Raising children can be a challenge, but when parents are open to sound advice and trying new things, parents will find the process straightforward and uncomplicated. The greatest hurdle to parenting is our pride getting in the way of seeking support or guidance. Rest assured, we do not need to know everything. It is more than acceptable to seek advice and encouragement. Kudos to you for broadening your spectrum of parenting wisdom. Children need these three essential components from their caregivers in order to become well-balanced, secure and happy:
Love. Love is that bond between people that keeps them together in mutual affection and protection. Most of us give our children abundant love and this is usually not an issue in most families. We, however, are often challenged when it comes to setting limits with our children and creating time for them.

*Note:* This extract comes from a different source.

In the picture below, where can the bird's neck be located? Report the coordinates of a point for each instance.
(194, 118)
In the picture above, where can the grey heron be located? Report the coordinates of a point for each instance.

Limits. Children and teenagers need boundaries. When limits are set and enforced, children feel safe and secure. We need to be strong enough to keep limits intact and not bend the rules. Children really do appreciate parents who have positive, strong, and well-defined expectations; moreover, they respect their parents for maintaining their boundaries. Respect is a character trait that is expected in the classroom and later appreciated in the workplace of adults. Respect builds trust. Trust builds camaraderie, teamwork and strong interpersonal relationships.
Time. The old adage of quality time being important, whilst true, needs to be supported by the quantity of time a parent spends with his or her children. This can be a challenge in single parent homes or where both parents are working. Furthermore, if our children are involved in sports and other extracurricular activities, family time together becomes almost impossible. This is when we need courage and tenacity to get out the calendar and start scheduling family time first (around all the other activities). While this may be a challenge at first, families can get quite creative. Families can exercise together and schedule meals together. Ideally, it would be great for families to have two meals together daily (breakfast and dinner), but it can be a struggle just to have one meal a day together. Mealtime conversations promote family unity, as long as there are no distractions. In order to have this unifying, meaningful mealtime conversation, we must be willing to shut off and put away all our electronic devices. Arranging and organizing family time is unique to each family as we examine what we are already doing and see how else we can manage more time together.
Strong family foundations are built when we can give our children love, limits and time in the appropriate amounts that best suit their needs. Raising children is a challenge, but when we are open to sound advice and trying new things, we will find the process manageable and reasonable.